Can FBAR Penalties be Assessed on Non-Residents

Can FBAR Penalties be Assessed on Non-Residents

The FBAR refers to Foreign Bank and Financial Account Reporting. There are various categories of US persons who are required to file the FBAR (aka FinCEN Form 114), including US person individuals, US entities, and US trusts/estates. In general, a non-resident alien is not required to file the FBAR. But, when a non-resident alien becomes a US person by either meeting the Substantial Presence Test or temporarily having lawful permanent resident status — the issues become much more complex. More specifically, what happens if a person was previously a US person and then is no longer a US person but has been assessed penalties by the Internal Revenue Service for not properly filing the FBAR for the time-period in which they were a US Person? Let’s take a look at a common example.

David is an NRA Who Meets SPT

David is a foreign national non-resident alien. For the majority of his life, he resided outside of the United States, but recently began working in the United States on a visa and now resides in the United States for the majority of the year. Since David resides in the United States for the majority of the year, he met the substantial presence test. By meeting the substantial presence test, David is now a resident alien and subject to US tax on his worldwide income as well as having to report FBAR. David sporadically files the FBAR, but either incorrectly reports his foreign accounts — or fails to report certain accounts timely and/or accurately.

David’s Foreign Bank Requests a W-9

Once David relocated to the United States, he updated his Foreign Financial Institution (FFI) about his new US residency and the foreign bank then requested that David complete a W-9 instead of a W8 BEN — the former which signifies that David is a US person. Since David’s bank complies with FATCA (Foreign Account Tax Compliance Act), the foreign bank sent David’s account information to the US government as is the FFI’s pattern and practice for the foreign financial institution.

David Relocates Back to his Home Country

After five years in the United States, David relocated back to his home country and is no longer considered a US person because he does not meet the substantial presence test.

David is Audited for Prior Years

Despite the fact that David has relocated back to his home country,  the IRS audited him for his prior-year noncompliance, and the examination resulted in penalties for Form 8938 and FBAR noncompliance.

But David is No Longer a US Person?

That is correct, David is no longer a US person.

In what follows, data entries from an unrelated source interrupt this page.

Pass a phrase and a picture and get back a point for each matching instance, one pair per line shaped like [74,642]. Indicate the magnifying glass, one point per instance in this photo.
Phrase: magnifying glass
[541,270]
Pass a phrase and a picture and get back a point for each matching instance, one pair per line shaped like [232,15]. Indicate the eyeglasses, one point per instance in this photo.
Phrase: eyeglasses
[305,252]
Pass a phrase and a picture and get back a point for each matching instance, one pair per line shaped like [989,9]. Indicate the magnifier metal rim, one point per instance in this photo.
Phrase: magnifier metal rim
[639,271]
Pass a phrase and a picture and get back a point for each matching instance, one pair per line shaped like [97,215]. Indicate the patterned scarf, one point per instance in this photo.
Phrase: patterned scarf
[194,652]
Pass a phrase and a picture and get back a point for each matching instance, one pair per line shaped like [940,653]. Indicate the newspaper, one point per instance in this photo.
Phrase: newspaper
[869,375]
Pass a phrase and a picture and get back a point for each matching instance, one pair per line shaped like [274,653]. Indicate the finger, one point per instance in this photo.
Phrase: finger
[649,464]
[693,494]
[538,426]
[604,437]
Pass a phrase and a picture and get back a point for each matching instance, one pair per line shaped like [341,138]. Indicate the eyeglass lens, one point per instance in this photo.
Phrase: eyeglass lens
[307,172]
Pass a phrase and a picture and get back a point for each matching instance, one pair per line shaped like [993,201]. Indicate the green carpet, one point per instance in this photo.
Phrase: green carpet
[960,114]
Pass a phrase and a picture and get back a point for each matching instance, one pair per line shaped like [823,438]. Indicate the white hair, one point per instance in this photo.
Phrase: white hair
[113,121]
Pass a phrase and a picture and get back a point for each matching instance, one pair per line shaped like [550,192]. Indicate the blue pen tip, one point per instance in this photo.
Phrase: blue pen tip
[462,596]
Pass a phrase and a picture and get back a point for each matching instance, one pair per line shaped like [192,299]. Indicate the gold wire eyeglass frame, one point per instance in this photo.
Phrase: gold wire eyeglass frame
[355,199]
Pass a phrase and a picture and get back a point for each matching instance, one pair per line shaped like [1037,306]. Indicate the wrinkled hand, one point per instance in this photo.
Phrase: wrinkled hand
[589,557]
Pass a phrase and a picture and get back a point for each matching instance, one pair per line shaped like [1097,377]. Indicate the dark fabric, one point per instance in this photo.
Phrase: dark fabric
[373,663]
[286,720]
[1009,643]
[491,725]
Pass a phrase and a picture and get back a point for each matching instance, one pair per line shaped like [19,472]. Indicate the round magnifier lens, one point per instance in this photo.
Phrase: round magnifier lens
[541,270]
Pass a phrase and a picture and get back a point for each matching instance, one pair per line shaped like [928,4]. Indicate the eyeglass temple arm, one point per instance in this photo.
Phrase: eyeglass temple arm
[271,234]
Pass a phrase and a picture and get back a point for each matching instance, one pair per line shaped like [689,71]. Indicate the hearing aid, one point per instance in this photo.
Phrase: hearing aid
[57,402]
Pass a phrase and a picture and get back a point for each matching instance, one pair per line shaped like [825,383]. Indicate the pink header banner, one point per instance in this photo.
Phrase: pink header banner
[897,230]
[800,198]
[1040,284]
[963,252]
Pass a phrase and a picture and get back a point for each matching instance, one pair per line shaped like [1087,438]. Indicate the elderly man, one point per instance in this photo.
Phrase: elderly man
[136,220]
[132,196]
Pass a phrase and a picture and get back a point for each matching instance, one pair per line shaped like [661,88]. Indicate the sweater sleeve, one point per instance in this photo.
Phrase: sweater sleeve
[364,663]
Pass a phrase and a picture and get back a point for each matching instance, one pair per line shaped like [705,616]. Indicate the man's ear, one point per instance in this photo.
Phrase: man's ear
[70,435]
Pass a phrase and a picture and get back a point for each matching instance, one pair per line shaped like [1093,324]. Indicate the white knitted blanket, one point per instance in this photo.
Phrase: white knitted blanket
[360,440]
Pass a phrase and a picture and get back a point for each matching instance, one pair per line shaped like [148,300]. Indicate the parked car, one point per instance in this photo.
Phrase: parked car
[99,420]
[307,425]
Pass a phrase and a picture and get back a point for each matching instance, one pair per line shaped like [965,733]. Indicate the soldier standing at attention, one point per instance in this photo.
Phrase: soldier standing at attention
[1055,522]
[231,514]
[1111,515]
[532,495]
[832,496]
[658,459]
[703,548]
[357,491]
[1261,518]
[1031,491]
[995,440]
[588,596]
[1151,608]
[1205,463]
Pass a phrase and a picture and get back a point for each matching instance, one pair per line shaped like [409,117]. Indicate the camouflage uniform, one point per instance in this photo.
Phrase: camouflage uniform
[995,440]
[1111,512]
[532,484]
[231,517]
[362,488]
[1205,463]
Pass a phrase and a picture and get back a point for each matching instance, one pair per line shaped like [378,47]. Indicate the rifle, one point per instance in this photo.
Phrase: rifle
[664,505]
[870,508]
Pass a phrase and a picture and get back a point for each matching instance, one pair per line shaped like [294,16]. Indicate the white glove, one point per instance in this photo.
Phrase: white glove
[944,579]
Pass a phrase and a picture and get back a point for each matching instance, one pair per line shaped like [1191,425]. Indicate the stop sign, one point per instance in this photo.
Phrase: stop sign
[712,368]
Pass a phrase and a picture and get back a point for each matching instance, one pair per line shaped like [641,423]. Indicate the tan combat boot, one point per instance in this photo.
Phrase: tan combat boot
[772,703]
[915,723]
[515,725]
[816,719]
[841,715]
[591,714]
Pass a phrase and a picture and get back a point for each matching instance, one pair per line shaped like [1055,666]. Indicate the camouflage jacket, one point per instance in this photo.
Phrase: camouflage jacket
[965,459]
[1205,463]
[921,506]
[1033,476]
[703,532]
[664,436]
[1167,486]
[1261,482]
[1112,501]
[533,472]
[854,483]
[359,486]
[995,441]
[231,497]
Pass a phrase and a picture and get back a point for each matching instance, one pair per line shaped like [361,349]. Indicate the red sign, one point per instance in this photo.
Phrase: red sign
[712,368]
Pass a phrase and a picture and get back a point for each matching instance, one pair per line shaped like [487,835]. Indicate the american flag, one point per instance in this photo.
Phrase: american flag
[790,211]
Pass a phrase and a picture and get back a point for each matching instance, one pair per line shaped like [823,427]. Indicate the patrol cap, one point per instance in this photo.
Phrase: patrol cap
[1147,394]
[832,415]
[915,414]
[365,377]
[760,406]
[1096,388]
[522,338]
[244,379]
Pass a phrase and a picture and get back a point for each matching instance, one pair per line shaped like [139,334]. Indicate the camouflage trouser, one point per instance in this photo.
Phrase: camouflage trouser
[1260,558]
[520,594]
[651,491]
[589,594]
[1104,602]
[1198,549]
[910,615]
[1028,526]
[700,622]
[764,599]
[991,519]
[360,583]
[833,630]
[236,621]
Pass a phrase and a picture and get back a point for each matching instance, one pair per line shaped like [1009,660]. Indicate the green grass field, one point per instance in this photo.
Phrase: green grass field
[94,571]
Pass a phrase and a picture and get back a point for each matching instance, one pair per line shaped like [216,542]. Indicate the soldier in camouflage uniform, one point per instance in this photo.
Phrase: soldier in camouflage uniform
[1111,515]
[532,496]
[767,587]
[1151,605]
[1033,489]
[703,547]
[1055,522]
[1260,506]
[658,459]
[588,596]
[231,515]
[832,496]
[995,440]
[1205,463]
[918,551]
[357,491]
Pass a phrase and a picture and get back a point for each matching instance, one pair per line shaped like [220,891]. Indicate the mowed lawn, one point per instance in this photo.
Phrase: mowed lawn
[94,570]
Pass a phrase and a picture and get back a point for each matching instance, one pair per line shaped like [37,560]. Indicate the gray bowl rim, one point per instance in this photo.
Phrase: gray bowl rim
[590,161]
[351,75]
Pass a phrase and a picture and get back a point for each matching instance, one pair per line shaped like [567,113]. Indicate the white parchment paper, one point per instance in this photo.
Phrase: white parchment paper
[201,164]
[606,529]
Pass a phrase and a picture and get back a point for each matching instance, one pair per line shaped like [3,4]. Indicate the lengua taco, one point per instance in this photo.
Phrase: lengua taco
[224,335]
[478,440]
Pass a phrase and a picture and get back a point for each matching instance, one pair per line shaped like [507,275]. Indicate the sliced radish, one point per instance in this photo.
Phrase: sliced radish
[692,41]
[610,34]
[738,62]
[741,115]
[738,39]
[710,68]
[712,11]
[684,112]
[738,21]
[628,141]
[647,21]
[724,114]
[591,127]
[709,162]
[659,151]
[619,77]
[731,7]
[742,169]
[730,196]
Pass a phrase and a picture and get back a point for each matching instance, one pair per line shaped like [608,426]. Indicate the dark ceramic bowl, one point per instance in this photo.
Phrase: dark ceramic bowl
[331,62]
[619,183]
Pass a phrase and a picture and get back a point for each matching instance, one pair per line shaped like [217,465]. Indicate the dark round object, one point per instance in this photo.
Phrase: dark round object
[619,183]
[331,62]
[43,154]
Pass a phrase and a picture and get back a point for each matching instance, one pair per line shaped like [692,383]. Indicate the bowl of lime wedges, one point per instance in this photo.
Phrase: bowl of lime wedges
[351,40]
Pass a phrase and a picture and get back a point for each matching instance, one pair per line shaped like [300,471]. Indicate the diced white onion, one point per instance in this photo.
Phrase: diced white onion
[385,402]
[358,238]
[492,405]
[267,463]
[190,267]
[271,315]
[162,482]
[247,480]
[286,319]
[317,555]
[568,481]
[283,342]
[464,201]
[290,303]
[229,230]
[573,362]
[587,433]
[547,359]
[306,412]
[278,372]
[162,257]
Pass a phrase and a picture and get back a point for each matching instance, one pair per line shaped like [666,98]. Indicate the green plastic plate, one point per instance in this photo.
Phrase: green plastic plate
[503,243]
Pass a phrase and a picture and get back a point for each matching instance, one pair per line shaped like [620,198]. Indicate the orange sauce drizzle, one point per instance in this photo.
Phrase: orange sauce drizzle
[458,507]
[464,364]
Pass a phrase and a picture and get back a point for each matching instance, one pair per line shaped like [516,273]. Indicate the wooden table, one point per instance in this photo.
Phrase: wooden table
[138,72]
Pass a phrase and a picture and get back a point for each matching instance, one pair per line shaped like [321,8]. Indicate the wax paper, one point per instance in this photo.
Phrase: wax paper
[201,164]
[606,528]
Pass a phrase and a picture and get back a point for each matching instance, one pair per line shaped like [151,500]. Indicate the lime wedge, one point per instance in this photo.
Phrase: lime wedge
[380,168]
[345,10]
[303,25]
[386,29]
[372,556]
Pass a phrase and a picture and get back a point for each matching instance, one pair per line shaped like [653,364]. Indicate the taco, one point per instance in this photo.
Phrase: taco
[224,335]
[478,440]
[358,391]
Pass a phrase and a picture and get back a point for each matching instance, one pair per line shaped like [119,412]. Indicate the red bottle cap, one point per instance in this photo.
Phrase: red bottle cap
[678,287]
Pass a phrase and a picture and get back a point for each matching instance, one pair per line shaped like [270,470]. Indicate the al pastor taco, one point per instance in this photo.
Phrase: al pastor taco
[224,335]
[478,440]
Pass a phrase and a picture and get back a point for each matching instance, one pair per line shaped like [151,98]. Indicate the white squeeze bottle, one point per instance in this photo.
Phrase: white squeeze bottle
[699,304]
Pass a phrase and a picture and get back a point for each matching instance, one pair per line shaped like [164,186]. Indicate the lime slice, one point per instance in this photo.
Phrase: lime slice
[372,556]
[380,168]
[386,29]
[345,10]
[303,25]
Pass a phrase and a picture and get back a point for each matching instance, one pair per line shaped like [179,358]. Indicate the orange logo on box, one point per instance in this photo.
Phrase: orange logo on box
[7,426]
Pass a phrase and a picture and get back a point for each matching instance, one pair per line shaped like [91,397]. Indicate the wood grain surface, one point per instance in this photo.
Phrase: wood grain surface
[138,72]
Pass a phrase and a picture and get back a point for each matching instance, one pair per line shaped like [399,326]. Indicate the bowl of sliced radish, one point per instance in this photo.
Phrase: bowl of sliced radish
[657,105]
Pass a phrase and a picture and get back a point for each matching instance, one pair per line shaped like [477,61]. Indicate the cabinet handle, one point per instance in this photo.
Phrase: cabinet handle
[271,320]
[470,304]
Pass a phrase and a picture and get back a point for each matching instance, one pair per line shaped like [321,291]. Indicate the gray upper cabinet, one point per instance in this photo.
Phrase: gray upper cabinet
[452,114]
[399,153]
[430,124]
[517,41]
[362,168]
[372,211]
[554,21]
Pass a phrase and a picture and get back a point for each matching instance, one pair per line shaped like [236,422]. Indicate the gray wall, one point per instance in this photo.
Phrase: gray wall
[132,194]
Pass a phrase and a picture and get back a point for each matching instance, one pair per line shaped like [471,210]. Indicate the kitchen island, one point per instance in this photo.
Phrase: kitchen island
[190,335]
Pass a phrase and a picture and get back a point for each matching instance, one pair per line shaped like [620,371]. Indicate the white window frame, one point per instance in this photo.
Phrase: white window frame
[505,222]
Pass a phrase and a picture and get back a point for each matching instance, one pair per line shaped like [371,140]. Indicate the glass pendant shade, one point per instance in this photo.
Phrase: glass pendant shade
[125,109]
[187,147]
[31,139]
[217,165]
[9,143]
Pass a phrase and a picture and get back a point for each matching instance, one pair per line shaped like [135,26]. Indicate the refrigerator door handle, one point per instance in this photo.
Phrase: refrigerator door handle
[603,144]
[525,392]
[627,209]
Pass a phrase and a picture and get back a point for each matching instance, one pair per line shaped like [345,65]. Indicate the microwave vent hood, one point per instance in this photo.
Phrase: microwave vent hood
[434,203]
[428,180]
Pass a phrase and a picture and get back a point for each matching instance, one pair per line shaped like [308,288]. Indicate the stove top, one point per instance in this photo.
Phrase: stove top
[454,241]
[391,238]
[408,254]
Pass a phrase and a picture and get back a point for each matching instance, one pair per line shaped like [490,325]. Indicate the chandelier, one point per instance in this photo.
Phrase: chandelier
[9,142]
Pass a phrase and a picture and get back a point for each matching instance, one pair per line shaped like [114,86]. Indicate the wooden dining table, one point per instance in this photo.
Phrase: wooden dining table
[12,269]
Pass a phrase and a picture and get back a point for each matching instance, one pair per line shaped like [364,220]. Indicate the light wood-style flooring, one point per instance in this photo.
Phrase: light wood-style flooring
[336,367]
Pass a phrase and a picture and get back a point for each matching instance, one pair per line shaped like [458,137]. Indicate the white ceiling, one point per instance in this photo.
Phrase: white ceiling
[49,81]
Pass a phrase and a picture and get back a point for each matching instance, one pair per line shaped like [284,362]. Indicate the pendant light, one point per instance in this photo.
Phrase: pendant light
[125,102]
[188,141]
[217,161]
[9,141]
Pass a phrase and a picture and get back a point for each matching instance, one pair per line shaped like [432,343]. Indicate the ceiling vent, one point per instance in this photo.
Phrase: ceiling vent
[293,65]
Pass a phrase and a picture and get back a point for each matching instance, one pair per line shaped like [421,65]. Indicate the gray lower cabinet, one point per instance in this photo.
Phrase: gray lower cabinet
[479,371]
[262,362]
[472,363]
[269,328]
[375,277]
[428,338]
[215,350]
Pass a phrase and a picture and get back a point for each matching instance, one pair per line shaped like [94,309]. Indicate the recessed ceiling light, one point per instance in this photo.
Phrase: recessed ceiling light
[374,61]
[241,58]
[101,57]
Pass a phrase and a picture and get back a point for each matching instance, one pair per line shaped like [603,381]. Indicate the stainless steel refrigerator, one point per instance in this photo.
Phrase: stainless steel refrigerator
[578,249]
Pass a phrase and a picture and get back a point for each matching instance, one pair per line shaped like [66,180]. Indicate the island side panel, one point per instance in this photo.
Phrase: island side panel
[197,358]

But, at the time that David was residing in the United States, he was a US person. Therefore, David can still be audited for his tax return for those prior years as long as it is within the examination statutory period — which currently it is. Therefore, despite the fact that David is no longer a US person, he can still be audited and assessed FBAR penalties for the years that he was a US person and did not meet the filing requirements — despite the fact that he is no longer a US person.